Warning : I am quite retarded
What james did retrieved the vector not the velocity. Velocity is a float value representing the distance from one vector to another. What james calcualted was the non normalized direction vector. Eek has the right formula.
I think I understand. I was moving an object along only one axis & looking at the values spat back…
As I said, maths is not my strong point!
Thanks Paul
Thx alot – havent had time to test out your suggestions – but Im quite sure they will help me do the job.
br
Kedde
Ahhh I dunno guys. In 3-space, velocity is a vector quantity, just as acceleration is also a vector. Velocity is both a speed and a direction – the speed is the vector length.
Subtracting a position at time t-1 from a position at time t gives the rate of change from t-1 to t. Velocity is dp/dt, or position over time – not dv/dt (velocity over time), which is acceleration. The derivitive of a position function at time t is the velocity at time t, and the derivitive is calculated by change in position/change in time. In the case I used, the position changed by the amount from t-1 to t, and the time step was 1.
Velocity is calculated implicitly like this all the time in dynamical systems that use Verlet Integration.
http://www.mansfieldct.org/schools/mms/staff/hand/lawsavevelocity2003.htm
http://library.thinkquest.org/C0110840/velocity.htm
http://www.kktechnology.com/help/x1080.html
http://en.wikipedia.org/wiki/Acceleration
http://en.wikipedia.org/wiki/Vector_%28spatial%29
Subtracting t-1 from t just gives a vector or direction about the origin, and not the derivative of the function over time. Acceleration is the function of velocity over time. Dont think of velocity as a vector, think of it as direction with a magnitude. Simply put, velocity is displacement per unit of time.
But a vector is a direction and a magnitude, is it not? From Wikipedia:
In physics, velocity is defined as the rate of change of position. It is a vector physical quantity, both speed and direction are required to define it.
http://en.wikipedia.org/wiki/Velocity
Of course subtracting two positions yields a vector situated at the origin, but I think this is exactly what we want. To integrate velocity, you add the change in acceleration multiplied by your time step, or: Velocity = v + dat. Likewise position is integrated by: Position = p + dvt. In our case, the change in position from t-1 to t represents exactly one integration of position. In other words, the only possible way to get from t-1 to t is to add the velocity vector to t-1, since this represents exactly one integration step.
Velocity = v + da*t
Isnt this speed?
This is what the f(d/t) essentially is – i think your just extrapolating parts of the same function. were both looking at the same answer just from different angles.
I think so too, haha. Thanks for going back and forth with me on this, eek.
I was always under the impression that speed is velocity? I just don’t know how to translate the term “speed” into a framework of physics.
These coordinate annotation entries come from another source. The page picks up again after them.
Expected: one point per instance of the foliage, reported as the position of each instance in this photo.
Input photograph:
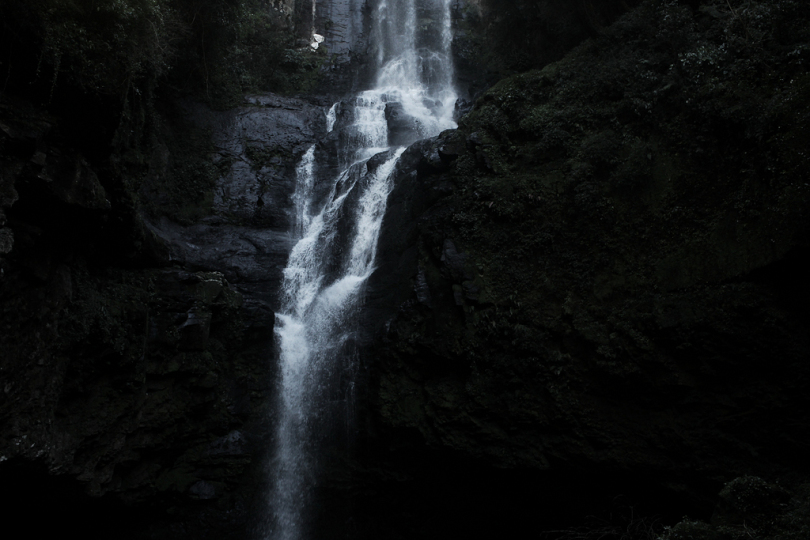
(214, 49)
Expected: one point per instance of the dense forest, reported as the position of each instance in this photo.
(589, 314)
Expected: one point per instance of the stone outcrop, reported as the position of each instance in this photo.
(600, 270)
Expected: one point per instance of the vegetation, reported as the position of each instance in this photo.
(213, 49)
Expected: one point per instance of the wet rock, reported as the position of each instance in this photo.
(6, 241)
(403, 128)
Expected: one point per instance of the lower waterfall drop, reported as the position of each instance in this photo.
(337, 224)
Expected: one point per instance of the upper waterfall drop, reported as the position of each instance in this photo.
(337, 223)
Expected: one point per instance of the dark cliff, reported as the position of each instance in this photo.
(593, 288)
(600, 273)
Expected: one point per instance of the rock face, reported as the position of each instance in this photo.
(594, 286)
(255, 150)
(137, 349)
(600, 271)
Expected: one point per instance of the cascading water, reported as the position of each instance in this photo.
(412, 98)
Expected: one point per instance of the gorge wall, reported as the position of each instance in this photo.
(593, 288)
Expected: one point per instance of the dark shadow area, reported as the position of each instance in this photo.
(39, 505)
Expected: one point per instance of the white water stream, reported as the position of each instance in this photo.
(335, 253)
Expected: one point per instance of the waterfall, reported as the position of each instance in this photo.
(337, 224)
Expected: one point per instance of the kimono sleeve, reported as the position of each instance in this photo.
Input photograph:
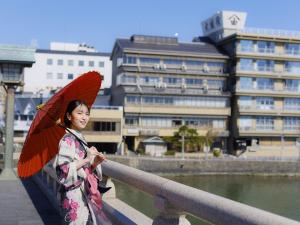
(66, 166)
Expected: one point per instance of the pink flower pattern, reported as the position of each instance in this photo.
(71, 206)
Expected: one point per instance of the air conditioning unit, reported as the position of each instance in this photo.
(158, 85)
(205, 69)
(119, 62)
(163, 66)
(156, 66)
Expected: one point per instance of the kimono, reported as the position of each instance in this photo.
(76, 185)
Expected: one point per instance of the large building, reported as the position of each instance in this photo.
(164, 84)
(265, 81)
(63, 62)
(104, 129)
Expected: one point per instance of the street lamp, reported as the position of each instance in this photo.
(13, 59)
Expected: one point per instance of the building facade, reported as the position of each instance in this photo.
(163, 84)
(265, 81)
(103, 131)
(63, 62)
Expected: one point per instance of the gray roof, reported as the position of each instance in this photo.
(168, 44)
(21, 103)
(72, 52)
(17, 54)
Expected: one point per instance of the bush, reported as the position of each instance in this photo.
(216, 152)
(170, 152)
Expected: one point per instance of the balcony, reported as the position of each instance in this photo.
(168, 131)
(268, 110)
(177, 69)
(176, 90)
(261, 131)
(259, 110)
(266, 91)
(176, 110)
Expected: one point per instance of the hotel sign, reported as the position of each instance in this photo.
(224, 20)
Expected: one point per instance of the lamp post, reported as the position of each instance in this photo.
(13, 59)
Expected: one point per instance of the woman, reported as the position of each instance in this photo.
(74, 166)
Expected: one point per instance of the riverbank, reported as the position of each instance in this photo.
(201, 166)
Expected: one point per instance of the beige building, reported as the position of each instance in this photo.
(265, 80)
(164, 84)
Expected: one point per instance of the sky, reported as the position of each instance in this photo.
(99, 23)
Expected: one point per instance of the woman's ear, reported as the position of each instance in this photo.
(68, 116)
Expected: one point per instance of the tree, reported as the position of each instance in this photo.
(192, 140)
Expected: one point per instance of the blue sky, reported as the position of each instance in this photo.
(99, 23)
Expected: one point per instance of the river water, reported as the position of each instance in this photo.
(278, 194)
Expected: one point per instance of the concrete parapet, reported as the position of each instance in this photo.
(211, 166)
(182, 198)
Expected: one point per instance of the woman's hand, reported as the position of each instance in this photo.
(99, 158)
(93, 151)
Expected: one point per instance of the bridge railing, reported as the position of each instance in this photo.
(174, 200)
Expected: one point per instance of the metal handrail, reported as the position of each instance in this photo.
(213, 208)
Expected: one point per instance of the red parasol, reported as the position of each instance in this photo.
(41, 143)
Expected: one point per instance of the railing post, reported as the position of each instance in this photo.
(108, 183)
(168, 214)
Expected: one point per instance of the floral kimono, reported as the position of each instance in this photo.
(78, 186)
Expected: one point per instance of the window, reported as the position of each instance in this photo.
(59, 76)
(291, 123)
(193, 81)
(49, 76)
(49, 61)
(149, 121)
(70, 62)
(131, 120)
(292, 67)
(246, 64)
(91, 63)
(173, 61)
(264, 103)
(80, 63)
(266, 46)
(127, 60)
(245, 102)
(246, 83)
(193, 63)
(128, 79)
(105, 126)
(172, 80)
(144, 60)
(292, 49)
(218, 124)
(265, 65)
(101, 64)
(292, 104)
(264, 123)
(246, 46)
(60, 62)
(245, 123)
(149, 80)
(70, 76)
(265, 83)
(133, 99)
(292, 85)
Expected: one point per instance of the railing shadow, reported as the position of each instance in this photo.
(45, 210)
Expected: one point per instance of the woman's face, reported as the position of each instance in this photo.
(79, 117)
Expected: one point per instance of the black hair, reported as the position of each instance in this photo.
(71, 106)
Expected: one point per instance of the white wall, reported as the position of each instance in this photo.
(35, 78)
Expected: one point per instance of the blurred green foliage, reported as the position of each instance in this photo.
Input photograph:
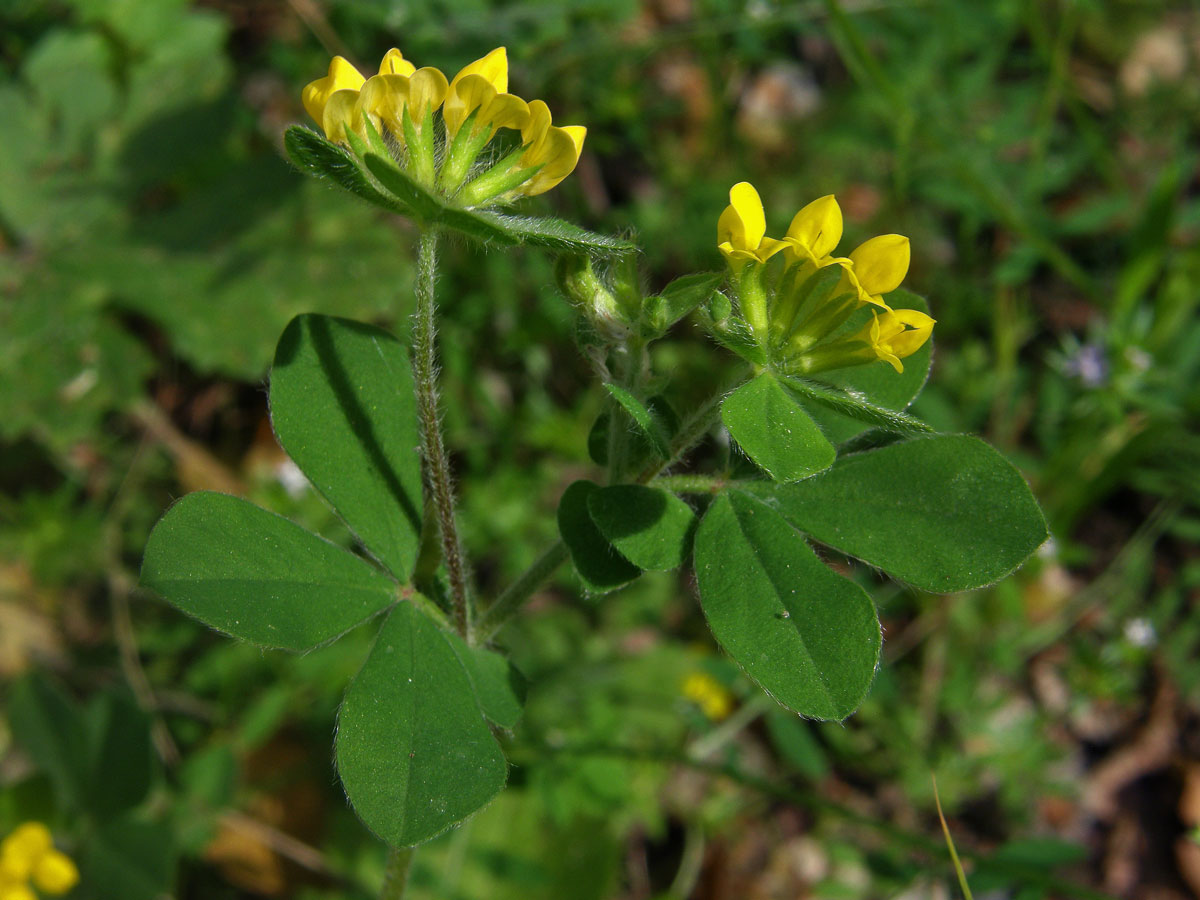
(153, 245)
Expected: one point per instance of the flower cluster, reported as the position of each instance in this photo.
(396, 108)
(796, 318)
(29, 855)
(713, 699)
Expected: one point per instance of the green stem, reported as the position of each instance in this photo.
(437, 465)
(690, 484)
(629, 370)
(396, 879)
(519, 592)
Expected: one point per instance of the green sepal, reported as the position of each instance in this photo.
(876, 383)
(318, 157)
(424, 204)
(732, 331)
(679, 298)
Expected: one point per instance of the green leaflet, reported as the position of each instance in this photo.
(775, 431)
(678, 299)
(599, 565)
(803, 633)
(413, 750)
(945, 513)
(649, 426)
(257, 576)
(498, 687)
(343, 408)
(651, 528)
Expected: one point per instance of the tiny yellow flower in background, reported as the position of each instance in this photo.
(55, 874)
(815, 232)
(895, 334)
(879, 267)
(29, 853)
(742, 228)
(709, 695)
(21, 850)
(17, 891)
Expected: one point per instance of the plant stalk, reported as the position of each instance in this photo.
(519, 592)
(437, 465)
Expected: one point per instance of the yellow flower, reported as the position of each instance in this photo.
(331, 100)
(385, 96)
(555, 149)
(481, 88)
(815, 233)
(879, 267)
(895, 334)
(55, 874)
(29, 852)
(21, 850)
(742, 228)
(16, 891)
(708, 694)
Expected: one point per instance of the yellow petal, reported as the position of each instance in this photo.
(881, 263)
(576, 133)
(28, 840)
(817, 227)
(342, 76)
(558, 153)
(493, 67)
(394, 63)
(743, 223)
(342, 111)
(55, 874)
(383, 100)
(918, 329)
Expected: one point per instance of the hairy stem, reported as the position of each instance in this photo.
(395, 880)
(437, 465)
(520, 591)
(691, 484)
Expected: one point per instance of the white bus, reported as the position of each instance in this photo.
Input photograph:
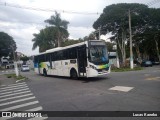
(85, 59)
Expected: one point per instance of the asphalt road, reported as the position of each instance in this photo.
(137, 91)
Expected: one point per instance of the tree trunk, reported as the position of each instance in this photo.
(59, 41)
(158, 54)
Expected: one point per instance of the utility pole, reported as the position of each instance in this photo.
(130, 34)
(99, 31)
(15, 62)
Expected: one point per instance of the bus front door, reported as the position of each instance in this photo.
(82, 61)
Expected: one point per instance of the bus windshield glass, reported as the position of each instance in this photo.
(98, 54)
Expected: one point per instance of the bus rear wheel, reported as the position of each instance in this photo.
(73, 74)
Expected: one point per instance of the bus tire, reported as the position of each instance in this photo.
(45, 72)
(73, 74)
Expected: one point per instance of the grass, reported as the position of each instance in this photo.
(15, 77)
(125, 69)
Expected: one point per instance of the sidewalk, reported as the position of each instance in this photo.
(6, 81)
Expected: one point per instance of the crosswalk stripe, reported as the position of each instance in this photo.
(17, 83)
(14, 91)
(14, 94)
(35, 109)
(19, 106)
(15, 97)
(13, 88)
(12, 84)
(20, 100)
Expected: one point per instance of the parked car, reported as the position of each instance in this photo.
(25, 68)
(146, 63)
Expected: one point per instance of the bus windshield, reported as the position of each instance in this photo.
(98, 54)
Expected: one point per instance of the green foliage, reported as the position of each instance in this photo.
(145, 25)
(61, 28)
(7, 44)
(46, 39)
(25, 58)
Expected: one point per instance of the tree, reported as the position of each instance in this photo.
(7, 45)
(115, 19)
(61, 27)
(46, 39)
(24, 59)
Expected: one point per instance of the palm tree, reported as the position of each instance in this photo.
(61, 26)
(45, 39)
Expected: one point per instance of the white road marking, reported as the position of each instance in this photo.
(19, 106)
(14, 88)
(15, 97)
(121, 88)
(35, 109)
(17, 83)
(20, 100)
(12, 84)
(14, 91)
(14, 94)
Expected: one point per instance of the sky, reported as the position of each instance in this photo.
(22, 23)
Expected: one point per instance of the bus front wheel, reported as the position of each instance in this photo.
(73, 74)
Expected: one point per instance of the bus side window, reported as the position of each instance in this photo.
(73, 53)
(41, 58)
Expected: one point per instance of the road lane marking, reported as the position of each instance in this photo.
(17, 83)
(14, 88)
(14, 94)
(35, 109)
(14, 91)
(15, 97)
(38, 118)
(20, 100)
(153, 78)
(121, 88)
(19, 106)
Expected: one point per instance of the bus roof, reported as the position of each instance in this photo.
(63, 48)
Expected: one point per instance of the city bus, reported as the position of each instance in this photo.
(85, 59)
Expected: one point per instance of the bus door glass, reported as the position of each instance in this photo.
(82, 59)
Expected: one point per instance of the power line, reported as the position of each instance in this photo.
(152, 2)
(47, 10)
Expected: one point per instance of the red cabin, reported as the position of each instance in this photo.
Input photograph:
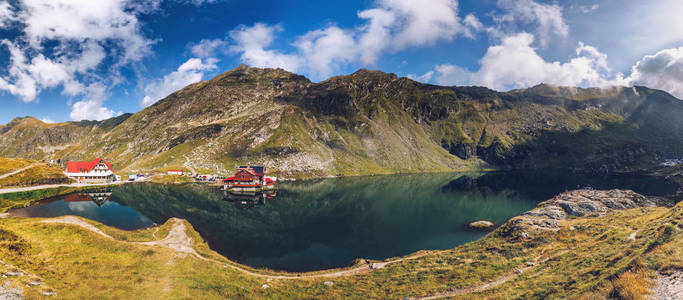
(249, 177)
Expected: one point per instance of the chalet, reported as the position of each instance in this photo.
(96, 171)
(249, 178)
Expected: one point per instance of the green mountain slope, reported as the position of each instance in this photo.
(368, 122)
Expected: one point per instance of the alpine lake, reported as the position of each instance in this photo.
(320, 224)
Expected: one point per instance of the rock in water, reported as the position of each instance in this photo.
(481, 224)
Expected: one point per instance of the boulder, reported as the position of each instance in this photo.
(481, 224)
(551, 211)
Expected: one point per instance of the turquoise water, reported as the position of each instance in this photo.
(319, 224)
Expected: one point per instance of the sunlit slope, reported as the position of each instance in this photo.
(369, 122)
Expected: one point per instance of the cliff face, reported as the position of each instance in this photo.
(368, 122)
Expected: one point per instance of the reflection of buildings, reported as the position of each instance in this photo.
(96, 171)
(249, 199)
(99, 197)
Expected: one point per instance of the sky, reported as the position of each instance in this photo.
(63, 60)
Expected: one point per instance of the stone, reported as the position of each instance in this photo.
(550, 211)
(481, 224)
(581, 208)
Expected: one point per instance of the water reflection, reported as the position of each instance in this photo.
(319, 224)
(246, 200)
(94, 204)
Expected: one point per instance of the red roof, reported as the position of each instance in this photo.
(84, 166)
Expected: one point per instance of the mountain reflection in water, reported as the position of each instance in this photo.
(319, 224)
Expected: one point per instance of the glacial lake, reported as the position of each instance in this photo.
(320, 224)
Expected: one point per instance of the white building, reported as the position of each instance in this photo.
(96, 171)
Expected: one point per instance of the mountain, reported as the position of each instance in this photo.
(368, 122)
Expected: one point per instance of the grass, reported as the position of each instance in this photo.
(171, 179)
(632, 285)
(587, 258)
(8, 165)
(37, 175)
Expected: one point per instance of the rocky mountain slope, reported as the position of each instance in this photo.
(368, 122)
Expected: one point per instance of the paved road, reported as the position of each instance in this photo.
(17, 171)
(40, 187)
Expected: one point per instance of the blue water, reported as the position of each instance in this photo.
(319, 224)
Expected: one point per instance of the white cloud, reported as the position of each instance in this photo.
(189, 72)
(325, 50)
(209, 48)
(252, 42)
(7, 15)
(663, 70)
(547, 17)
(391, 26)
(514, 63)
(83, 35)
(588, 9)
(91, 106)
(426, 77)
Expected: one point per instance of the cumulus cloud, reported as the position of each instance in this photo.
(91, 107)
(391, 26)
(82, 35)
(515, 63)
(7, 15)
(209, 48)
(252, 42)
(663, 70)
(588, 9)
(189, 72)
(547, 17)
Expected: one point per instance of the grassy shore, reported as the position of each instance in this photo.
(593, 257)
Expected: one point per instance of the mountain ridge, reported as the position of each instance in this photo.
(368, 122)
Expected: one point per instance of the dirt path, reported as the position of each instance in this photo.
(17, 171)
(178, 240)
(496, 282)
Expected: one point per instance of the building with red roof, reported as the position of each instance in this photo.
(96, 171)
(249, 178)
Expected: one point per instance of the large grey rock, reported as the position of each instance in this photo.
(482, 224)
(550, 211)
(581, 207)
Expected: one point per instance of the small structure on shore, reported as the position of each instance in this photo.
(481, 224)
(249, 178)
(96, 171)
(174, 172)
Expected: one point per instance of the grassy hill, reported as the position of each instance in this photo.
(33, 173)
(368, 122)
(621, 254)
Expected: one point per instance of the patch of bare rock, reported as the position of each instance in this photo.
(576, 203)
(668, 287)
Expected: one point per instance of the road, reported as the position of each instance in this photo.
(17, 171)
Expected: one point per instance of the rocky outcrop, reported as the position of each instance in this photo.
(578, 203)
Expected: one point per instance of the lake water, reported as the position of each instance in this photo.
(320, 224)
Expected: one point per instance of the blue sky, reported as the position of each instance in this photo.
(71, 59)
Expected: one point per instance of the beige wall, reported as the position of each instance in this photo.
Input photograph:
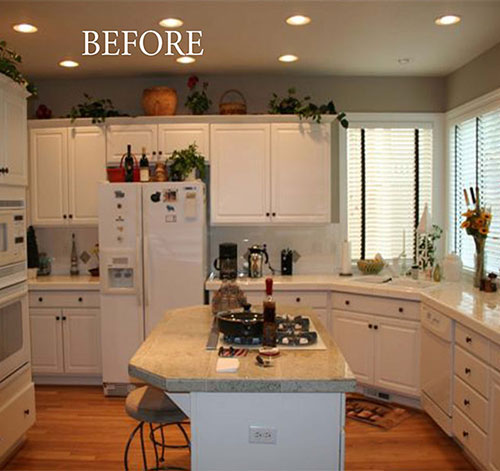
(476, 78)
(349, 93)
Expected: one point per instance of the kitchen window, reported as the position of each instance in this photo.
(474, 156)
(389, 181)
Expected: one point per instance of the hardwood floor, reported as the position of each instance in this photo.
(79, 429)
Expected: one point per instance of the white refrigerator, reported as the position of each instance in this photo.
(153, 245)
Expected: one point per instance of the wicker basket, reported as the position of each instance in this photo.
(159, 101)
(370, 266)
(233, 107)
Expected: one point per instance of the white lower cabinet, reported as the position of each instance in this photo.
(64, 340)
(494, 415)
(381, 351)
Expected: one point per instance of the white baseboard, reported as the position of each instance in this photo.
(67, 380)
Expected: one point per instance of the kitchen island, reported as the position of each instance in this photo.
(300, 399)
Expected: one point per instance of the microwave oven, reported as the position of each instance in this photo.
(12, 232)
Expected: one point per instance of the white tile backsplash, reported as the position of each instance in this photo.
(318, 246)
(56, 242)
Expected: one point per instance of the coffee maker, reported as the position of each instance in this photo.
(227, 263)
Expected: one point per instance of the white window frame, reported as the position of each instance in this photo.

Just so I don’t hijack this thread, I think that for the original poster’s problem, taking the vector between two positions is a good approximation. The vector between two positions is also a secant line between those positions, and calculus tells us that a secant line’s slope between two positions on a function represents the average rate of change between those two points. So the answer I supplied returns this value. Yours describes the rates of change at many different intervals. If you wanted an even closer approximation of velocity at a time t, you’d use floats in your at time context, giving you an even more accurate rate of change between these two positions, but you’d never get there since there are infinite gradations between two points.
So of course we want the derivative at time t on the position function, which is the instantaneous velocity at that time, and is also a tangential vector to the position function. My problem is that I have no idea how to find the derivative of the position function in 3ds Max! The standard way to get derivatives is with the difference quotient: f’(x) = (f(x + h) – f(x))/h
This is all well and good for two dimensional functions, but I just can’t wrap my head around extending this to the problem at hand.